# Project Notebook: Optimizing DataFrames and Processing in Chunks

## 1. Introduction 

In this project, we'll practice working with chunked dataframes and optimizing a dataframe's memory usage. We'll be working with financial lending data from Lending Club, a marketplace for personal loans that matches borrowers with investors. You can read more about the marketplace on its website.

The Lending Club's website lists approved loans. Qualified investors can view the borrower's credit score, the purpose of the loan, and other details in the loan applications. Once a lender is ready to back a loan, it selects the amount of money it wants to fund. When the loan amount the borrower requested is fully funded, the borrower receives the money, minus the origination fee that Lending Club charges.

We'll be working with a dataset of loans approved from 2007-2011 (https://bit.ly/3H2XVgC).
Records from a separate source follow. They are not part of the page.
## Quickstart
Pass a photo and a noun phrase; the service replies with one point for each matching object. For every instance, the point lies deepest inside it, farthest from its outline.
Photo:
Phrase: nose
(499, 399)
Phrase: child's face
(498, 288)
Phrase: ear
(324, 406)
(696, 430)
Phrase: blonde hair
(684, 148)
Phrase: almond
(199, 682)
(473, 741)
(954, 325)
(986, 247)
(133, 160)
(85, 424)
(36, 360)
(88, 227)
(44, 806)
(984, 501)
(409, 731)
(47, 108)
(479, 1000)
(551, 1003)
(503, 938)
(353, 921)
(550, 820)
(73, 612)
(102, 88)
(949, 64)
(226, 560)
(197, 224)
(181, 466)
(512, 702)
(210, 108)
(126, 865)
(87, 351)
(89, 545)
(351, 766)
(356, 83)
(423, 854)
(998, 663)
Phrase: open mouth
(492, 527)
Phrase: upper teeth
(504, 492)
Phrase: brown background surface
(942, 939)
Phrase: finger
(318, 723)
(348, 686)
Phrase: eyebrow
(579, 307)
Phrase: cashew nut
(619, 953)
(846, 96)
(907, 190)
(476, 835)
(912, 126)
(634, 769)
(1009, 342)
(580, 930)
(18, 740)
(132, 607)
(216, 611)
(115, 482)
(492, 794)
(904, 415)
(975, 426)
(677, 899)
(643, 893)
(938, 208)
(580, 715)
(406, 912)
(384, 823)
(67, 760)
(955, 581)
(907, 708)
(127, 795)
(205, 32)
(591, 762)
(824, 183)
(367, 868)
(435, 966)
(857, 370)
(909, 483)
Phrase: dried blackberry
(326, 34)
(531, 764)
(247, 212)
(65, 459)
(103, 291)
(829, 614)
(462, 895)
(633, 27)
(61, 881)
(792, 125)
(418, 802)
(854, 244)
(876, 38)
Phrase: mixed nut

We've already removed the desc column for you to make our system run more quickly.

If we read in the entire data set, it will consume about 67 megabytes of memory. Let's imagine that we only have 10 megabytes of memory available throughout this project, so you can practice the concepts you learned in the last two lessons.

**Tasks**

1. Read in the first five lines from `loans_2007.csv` (https://bit.ly/3H2XVgC) and look for any data quality issues.

2. Read in the first 1000 rows from the data set, and calculate the total memory usage for these rows. Increase or decrease the number of rows to converge on a memory usage under five megabytes (to stay on the conservative side).

In [2]:
from pandas.core.arrays.categorical import no_default
# Importing pandas
import pandas as pd
pd.options.display.max_columns = 99

# Your code goes here
loans_head = pd.read_csv('https://bit.ly/3H2XVgC', nrows=5,)
loans_sample = pd.read_csv('https://bit.ly/3H2XVgC', nrows=1000,)
#print(loans_sample.info(memory_usage='deep'))
print(f'memory_usage for 1000 rows: {loans_sample.memory_usage(deep=True).sum()/(1024*1024)}')

memory_usage for 1000 rows: 1.5273666381835938


In [3]:
#1000 rows have memory usage of 1.5MB
#increament the number of rows in 50 to have memory usage of close to 5MB
chunk_memory = 0
no_rows =2500
while(chunk_memory <5):
  no_rows += 50
  loans_sample = pd.read_csv('https://bit.ly/3H2XVgC', nrows=no_rows,)
  chunk_memory = loans_sample.memory_usage(deep=True).sum()/(1024*1024)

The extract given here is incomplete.